Motor Imagery Classification based on CNN-GRU Network with Spatio-Temporal Feature Representation
Ji-Seon Bang, Seong-Whan Lee

TL;DR
This paper introduces a CNN-GRU based model that effectively classifies EEG signals by extracting spatio-temporal features, achieving superior accuracy over existing methods in motor imagery classification tasks.
Contribution
The study proposes a novel combined CNN-GRU model utilizing covariance matrices for improved spatio-temporal EEG feature extraction and classification.
Findings
Achieved 77.70% accuracy on BCI competition IV_2a dataset.
Outperformed baseline methods in motor imagery EEG classification.
Demonstrated the effectiveness of separating spatial and temporal processing.
Abstract
Recently, various deep neural networks have been applied to classify electroencephalogram (EEG) signal.

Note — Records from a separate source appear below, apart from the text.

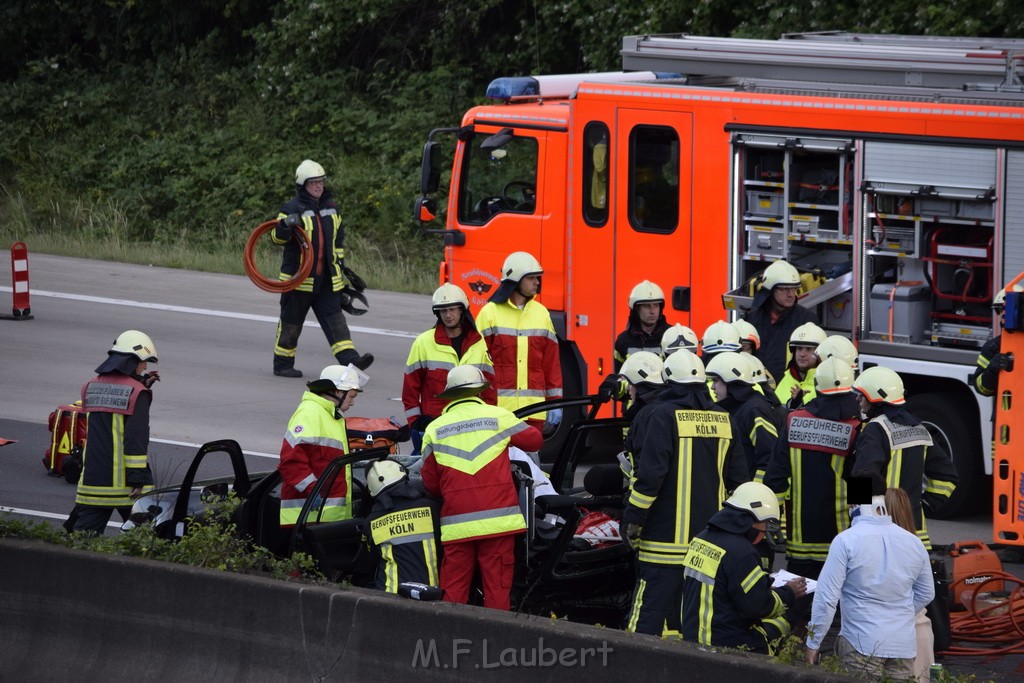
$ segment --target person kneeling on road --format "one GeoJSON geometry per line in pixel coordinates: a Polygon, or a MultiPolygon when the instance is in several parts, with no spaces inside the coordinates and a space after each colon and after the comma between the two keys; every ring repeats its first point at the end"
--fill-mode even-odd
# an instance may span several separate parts
{"type": "Polygon", "coordinates": [[[788,634],[785,610],[806,594],[807,581],[773,589],[756,547],[778,517],[775,494],[749,481],[693,539],[683,580],[684,640],[768,654],[788,634]]]}
{"type": "Polygon", "coordinates": [[[483,606],[509,609],[515,537],[526,529],[512,480],[508,447],[539,451],[541,432],[479,395],[478,368],[458,366],[438,398],[451,399],[423,434],[423,485],[441,503],[441,588],[449,602],[469,601],[479,569],[483,606]]]}
{"type": "MultiPolygon", "coordinates": [[[[355,402],[370,378],[358,368],[328,366],[318,380],[307,382],[299,407],[288,422],[281,444],[281,525],[294,526],[306,495],[338,456],[348,453],[348,433],[343,413],[355,402]]],[[[338,521],[352,516],[352,469],[334,480],[327,499],[316,504],[318,516],[311,521],[338,521]]]]}
{"type": "Polygon", "coordinates": [[[367,488],[374,499],[367,517],[374,588],[397,593],[408,582],[439,586],[440,501],[410,483],[409,472],[393,460],[367,468],[367,488]]]}

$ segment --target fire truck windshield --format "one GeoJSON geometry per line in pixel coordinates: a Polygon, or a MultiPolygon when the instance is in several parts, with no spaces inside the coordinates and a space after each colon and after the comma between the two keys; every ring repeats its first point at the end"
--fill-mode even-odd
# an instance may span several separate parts
{"type": "Polygon", "coordinates": [[[500,213],[537,210],[537,139],[515,135],[498,148],[480,147],[486,135],[466,141],[459,184],[459,220],[482,225],[500,213]]]}

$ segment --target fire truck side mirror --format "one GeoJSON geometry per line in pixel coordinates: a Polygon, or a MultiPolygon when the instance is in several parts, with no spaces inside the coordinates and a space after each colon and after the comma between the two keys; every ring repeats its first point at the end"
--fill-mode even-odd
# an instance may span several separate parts
{"type": "Polygon", "coordinates": [[[690,288],[672,288],[672,308],[674,310],[689,311],[690,309],[690,288]]]}
{"type": "Polygon", "coordinates": [[[1017,332],[1024,329],[1024,293],[1007,292],[1004,302],[1002,329],[1007,332],[1017,332]]]}
{"type": "Polygon", "coordinates": [[[420,164],[420,194],[432,195],[441,184],[441,158],[438,143],[428,140],[423,145],[423,159],[420,164]]]}
{"type": "Polygon", "coordinates": [[[429,223],[436,217],[437,206],[432,199],[428,197],[416,198],[416,204],[413,207],[413,218],[421,223],[429,223]]]}

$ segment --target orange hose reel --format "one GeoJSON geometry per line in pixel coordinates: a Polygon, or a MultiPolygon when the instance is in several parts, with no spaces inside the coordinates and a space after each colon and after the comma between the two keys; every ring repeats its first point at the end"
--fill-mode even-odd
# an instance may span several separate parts
{"type": "Polygon", "coordinates": [[[309,273],[312,272],[313,269],[313,259],[312,245],[309,244],[309,238],[306,237],[306,231],[302,229],[301,225],[296,225],[294,228],[295,239],[298,240],[299,249],[301,250],[298,272],[288,280],[270,280],[269,278],[263,276],[263,274],[256,267],[256,245],[259,243],[260,238],[276,226],[276,220],[268,220],[256,226],[256,229],[254,229],[249,234],[249,239],[246,240],[246,248],[242,253],[242,263],[245,265],[246,274],[249,275],[249,280],[253,282],[253,285],[260,288],[264,292],[281,294],[282,292],[291,292],[302,284],[302,281],[309,276],[309,273]]]}

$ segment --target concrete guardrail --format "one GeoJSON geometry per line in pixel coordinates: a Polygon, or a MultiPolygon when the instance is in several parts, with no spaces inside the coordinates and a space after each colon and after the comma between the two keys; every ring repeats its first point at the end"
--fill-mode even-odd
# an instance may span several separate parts
{"type": "Polygon", "coordinates": [[[12,540],[0,634],[0,678],[26,682],[837,680],[564,621],[12,540]]]}

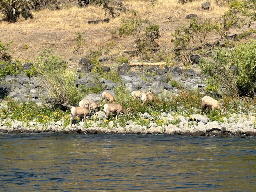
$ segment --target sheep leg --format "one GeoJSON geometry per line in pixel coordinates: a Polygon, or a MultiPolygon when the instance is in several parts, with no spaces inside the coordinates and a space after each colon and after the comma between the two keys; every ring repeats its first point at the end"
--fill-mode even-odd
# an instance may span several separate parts
{"type": "Polygon", "coordinates": [[[200,113],[201,114],[202,114],[202,111],[203,111],[203,113],[205,113],[206,108],[206,104],[202,105],[202,106],[201,107],[201,112],[200,113]]]}
{"type": "Polygon", "coordinates": [[[107,118],[108,118],[108,115],[109,115],[109,112],[107,112],[107,113],[106,113],[106,114],[105,115],[105,117],[104,117],[104,118],[105,119],[107,119],[107,118]]]}

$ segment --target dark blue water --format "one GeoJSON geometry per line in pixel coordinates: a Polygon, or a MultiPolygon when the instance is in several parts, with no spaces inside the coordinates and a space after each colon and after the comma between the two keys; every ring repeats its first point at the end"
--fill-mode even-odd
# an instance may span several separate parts
{"type": "Polygon", "coordinates": [[[256,191],[256,140],[0,134],[0,192],[256,191]]]}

EEG is a brain signal that can be acquired in a non-invasive way and has a high temporal resolution. It can be used to decode the intention of users. As the EEG signal has a high dimension of feature space, appropriate feature extraction methods are needed to improve classification performance. In this study, we obtained spatio-temporal feature representation and classified them with the combined convolutional neural networks (CNN)-gated recurrent unit (GRU) model. To this end, we obtained covariance matrices in each different temporal band and then concatenated them on the temporal axis to obtain a final spatio-temporal feature representation. In the classification model, CNN is responsible for spatial feature extraction and GRU is responsible for temporal feature extraction.…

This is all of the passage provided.